What is perhaps most significant is that these gazes penetrate beyond the prison itself; whereas the inmates in Discipline and Punish stare at one another and (presumably) cannot see beyond the prison walls, in social networking services the inmates necessarily see past its walls and militantly observe what transpires in the areas where content for inmates’ consumption originates. This occurs by virtue of the contents’ importation into the social networking service. By consenting to have their content drawn from sources outside of Facebook’s maw-like walls, content creators are forced to be aware that their external content repositories will be examined; while one’s ‘Friends’ may never visit your Livejournal blog, their gaze is directly experienced in the process of content creation on that blog.
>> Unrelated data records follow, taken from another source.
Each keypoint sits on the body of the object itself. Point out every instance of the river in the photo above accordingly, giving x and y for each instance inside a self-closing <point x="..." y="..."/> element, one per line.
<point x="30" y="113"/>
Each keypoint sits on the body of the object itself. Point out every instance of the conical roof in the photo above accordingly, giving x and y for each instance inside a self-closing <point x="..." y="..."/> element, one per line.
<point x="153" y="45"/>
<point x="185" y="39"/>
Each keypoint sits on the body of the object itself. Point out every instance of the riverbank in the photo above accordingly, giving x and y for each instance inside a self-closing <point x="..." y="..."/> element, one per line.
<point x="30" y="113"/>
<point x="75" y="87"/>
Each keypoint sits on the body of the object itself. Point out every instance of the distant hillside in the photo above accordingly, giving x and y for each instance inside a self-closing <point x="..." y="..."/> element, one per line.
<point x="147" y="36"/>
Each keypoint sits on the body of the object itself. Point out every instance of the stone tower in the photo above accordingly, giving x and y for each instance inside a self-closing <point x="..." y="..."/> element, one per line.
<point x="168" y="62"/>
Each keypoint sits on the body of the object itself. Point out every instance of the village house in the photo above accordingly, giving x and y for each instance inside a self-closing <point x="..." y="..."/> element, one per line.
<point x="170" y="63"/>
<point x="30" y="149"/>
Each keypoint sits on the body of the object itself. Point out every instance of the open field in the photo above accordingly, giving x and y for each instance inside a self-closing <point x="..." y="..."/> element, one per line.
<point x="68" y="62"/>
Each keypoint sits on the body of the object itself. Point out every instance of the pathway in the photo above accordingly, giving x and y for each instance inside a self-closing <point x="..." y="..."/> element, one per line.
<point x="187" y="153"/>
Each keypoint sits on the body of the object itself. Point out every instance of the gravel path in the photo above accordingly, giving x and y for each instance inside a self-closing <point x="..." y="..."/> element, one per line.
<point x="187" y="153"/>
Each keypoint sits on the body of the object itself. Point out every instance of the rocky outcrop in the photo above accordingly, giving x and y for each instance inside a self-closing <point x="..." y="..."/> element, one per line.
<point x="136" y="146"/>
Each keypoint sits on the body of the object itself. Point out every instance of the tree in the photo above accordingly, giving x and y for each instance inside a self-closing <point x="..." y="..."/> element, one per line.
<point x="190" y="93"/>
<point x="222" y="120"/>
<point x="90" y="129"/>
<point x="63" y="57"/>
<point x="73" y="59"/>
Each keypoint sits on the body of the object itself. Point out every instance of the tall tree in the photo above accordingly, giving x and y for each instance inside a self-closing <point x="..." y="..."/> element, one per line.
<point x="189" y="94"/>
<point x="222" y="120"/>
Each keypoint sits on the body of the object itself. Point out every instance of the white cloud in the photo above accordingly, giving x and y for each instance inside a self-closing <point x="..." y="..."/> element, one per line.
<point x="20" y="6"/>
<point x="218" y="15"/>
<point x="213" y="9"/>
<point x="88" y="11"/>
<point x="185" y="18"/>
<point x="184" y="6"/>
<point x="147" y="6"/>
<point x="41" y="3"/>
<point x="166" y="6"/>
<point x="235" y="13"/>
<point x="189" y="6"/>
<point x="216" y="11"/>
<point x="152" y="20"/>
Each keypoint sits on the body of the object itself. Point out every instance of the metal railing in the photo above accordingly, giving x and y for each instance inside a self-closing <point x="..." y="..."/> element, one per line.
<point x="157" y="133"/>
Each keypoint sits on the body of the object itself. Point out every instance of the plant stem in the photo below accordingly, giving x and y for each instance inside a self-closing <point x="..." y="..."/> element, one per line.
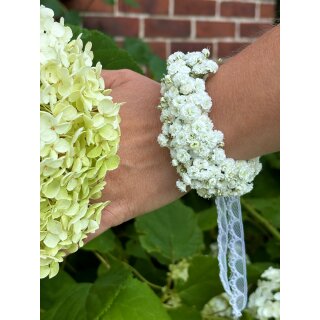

This works to normalize content creation that is external to Facebook itself insofar as what is being created is expected to be consumable by other inmates. Cases of deviance will have your account removed from the prison, leaving you unable to inspect others and unable to be inspected and valued by other inmates of the Facebook ecosystem. Indeed, the pleasure of content aggregation in Facebook is that there is (hopefully) a pleasurable experience when you, through the content you contribute, are positively valued. Diametrically, there is a terrifying despondency when your creation is rejected by your peers. It is of incredible importance that the morsels provided to social networking sites are palatable because their palatability indicates your own degree of integration with your peers, it provides a metric that evaluates whether you are ‘normal’ and thus like your peers, or whether you are abnormal and potentially in need of normalizing assistance as a diseased body or mind requires professional medical assistance. Moreover, as you refine you content and improve its palatability for the content-consuming masses your behavior is further normalized, that normalization is internalized, and you are consequently able to provide ever-more-appropriate content feasts.
A good meal is essential for healthy growth. What does it mean when your good meal is simply what others expect you to prepare, and ‘good’ has transformed to meeting the expectations of normal?
Can content begin to ‘taste’ like chicken? Has that already occurred?